The Gillette company's website flashes out a message to the e-visitor: "Innovation is Gillette", it claims. There are few big companies that would not like to make a similar claim; for they think innovation is a bit like Botox — inject it in the right corporate places and improvements are bound to follow. But too many companies want one massive injection, one huge blockbuster, to last them for the foreseeable future. Unfortunately, successful innovation is rarely like that.

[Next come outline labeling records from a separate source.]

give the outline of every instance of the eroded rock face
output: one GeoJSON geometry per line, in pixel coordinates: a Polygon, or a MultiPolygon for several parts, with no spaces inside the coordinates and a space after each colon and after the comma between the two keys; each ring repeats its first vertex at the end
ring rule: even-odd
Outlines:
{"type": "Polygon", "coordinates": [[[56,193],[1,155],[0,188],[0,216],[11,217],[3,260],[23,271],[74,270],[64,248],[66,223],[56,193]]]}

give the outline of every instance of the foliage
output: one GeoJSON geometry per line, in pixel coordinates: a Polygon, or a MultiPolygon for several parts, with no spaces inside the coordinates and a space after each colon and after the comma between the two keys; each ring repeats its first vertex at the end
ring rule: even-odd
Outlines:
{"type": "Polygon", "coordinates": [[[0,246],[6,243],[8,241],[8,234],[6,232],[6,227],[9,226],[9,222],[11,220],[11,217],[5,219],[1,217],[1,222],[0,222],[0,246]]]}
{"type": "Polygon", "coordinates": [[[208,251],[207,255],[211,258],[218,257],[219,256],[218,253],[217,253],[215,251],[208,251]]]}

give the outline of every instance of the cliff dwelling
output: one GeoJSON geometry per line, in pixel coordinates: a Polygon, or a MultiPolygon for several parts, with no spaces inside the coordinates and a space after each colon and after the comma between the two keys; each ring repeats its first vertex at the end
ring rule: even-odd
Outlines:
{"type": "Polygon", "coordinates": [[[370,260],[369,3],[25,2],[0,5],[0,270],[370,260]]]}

The latest manifestation of Gillette's innovative skill will appear in stores in North America next month. The global leader in men's "grooming products" is rolling out a successor to its popular three-bladed Mach3 range. It will not, as comedians had long anticipated, be a four-bladed version (Schick-Wilkinson Sword reached that landmark first, in September 2003, and Gillette has taken it to court for its pains). Rather, it will be the world's first vibrating "wet shave" blade. The battery-powered M3Power is designed to bounce around on your skin to give (yes, you guessed it) "a smoother, more comfortable shave".
For a company that claims to embody innovation, this is less than earth-shattering. On the innovation scale it falls closer to Brooks Brothers' new stain-proof tie than to the video-cassette recorder or the digital camera — especially since there is a suspicion that Gillette may be keener to create synergy between its razor and its batteries division (it owns the Duracell brand) than it is to usher in a genuinely new male-grooming experience.

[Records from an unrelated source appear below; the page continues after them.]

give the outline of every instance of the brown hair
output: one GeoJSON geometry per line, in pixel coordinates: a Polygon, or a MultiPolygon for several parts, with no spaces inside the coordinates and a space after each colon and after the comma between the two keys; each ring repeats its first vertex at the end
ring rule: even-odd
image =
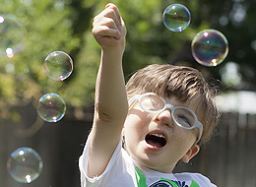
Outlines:
{"type": "Polygon", "coordinates": [[[220,112],[214,100],[217,92],[194,68],[169,64],[149,65],[129,79],[126,90],[128,99],[144,93],[156,93],[164,97],[175,96],[180,102],[199,99],[198,109],[204,112],[199,118],[204,127],[200,145],[210,140],[218,124],[220,112]]]}

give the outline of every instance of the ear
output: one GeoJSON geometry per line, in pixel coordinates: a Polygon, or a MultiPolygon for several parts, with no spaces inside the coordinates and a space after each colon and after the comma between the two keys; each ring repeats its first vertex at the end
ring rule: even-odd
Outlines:
{"type": "Polygon", "coordinates": [[[185,156],[183,156],[183,157],[181,158],[182,161],[188,163],[189,160],[199,153],[199,150],[200,147],[198,145],[192,146],[192,148],[190,148],[185,154],[185,156]]]}

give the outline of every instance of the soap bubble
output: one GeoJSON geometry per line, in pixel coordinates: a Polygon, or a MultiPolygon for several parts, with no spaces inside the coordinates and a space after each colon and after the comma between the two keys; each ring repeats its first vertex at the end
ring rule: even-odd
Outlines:
{"type": "Polygon", "coordinates": [[[71,75],[73,61],[67,53],[54,51],[45,58],[44,70],[50,79],[63,81],[71,75]]]}
{"type": "Polygon", "coordinates": [[[14,151],[7,161],[10,175],[18,182],[31,183],[41,173],[42,160],[32,148],[19,148],[14,151]]]}
{"type": "Polygon", "coordinates": [[[23,48],[25,28],[15,15],[0,15],[0,57],[13,58],[23,48]]]}
{"type": "Polygon", "coordinates": [[[198,63],[204,66],[217,66],[225,59],[228,42],[221,31],[204,30],[193,38],[191,49],[198,63]]]}
{"type": "Polygon", "coordinates": [[[61,120],[66,112],[66,103],[57,94],[46,94],[39,99],[38,115],[46,122],[61,120]]]}
{"type": "Polygon", "coordinates": [[[163,24],[171,31],[182,31],[190,21],[190,12],[184,5],[172,4],[163,12],[163,24]]]}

But the launch is symptomatic of an important business trend: blockbuster new products are harder and harder to come by, and big companies can do much better if they focus on making lots of small things better. Adrian Slywotzky of Mercer Management Consulting says that, "in most industries, truly differentiating new-product breakthroughs are becoming increasingly rare." He claims, for example, that there has not been a single new dyestuff invented since 1956.

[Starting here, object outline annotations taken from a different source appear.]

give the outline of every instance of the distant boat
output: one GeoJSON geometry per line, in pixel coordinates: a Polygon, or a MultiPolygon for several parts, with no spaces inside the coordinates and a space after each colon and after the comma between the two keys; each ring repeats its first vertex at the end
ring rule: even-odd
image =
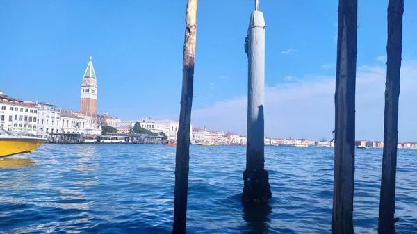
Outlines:
{"type": "Polygon", "coordinates": [[[0,135],[0,157],[23,153],[32,153],[42,143],[44,138],[35,137],[0,135]]]}
{"type": "Polygon", "coordinates": [[[199,142],[199,143],[197,143],[197,145],[204,145],[204,146],[213,146],[213,145],[220,145],[220,144],[218,143],[213,143],[213,142],[199,142]]]}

Even in relatively zippy businesses like pharmaceuticals, genuinely new products are fewer and further between. Spending on pharmaceutical R&D has doubled over the past decade, but the number of new drugs approved each year by America's Food and Drug Administration (the industry's key regulatory hurdle) has halved. Drug companies still live in the hope of finding a big winner that will keep their shareholders happy for a long time. But this focus means that many unglamorous, but potentially interesting, compounds may be bottled up in their laboratories.
The Road to Invention
Big companies have a big problem with innovation. This was most vividly described by Clayton Christensen, a Harvard Business School professor, in his book, "The Innovator's Dilemma" (Harvard Business School Press, 1997). Few conversations about innovation take place without reference to this influential work.
The Oxford English Dictionary defines innovation as "making changes to something established". Invention, by contrast, is the act of "coming upon or finding: discovery". Whereas inventors stumble across or make new things, "innovators try to change the status quo," says Bhaskar Chakravorti of the Monitor Group, another consulting firm, "which is why markets resist them." Innovations frequently disrupt the way that companies do things (and may have been doing them for years).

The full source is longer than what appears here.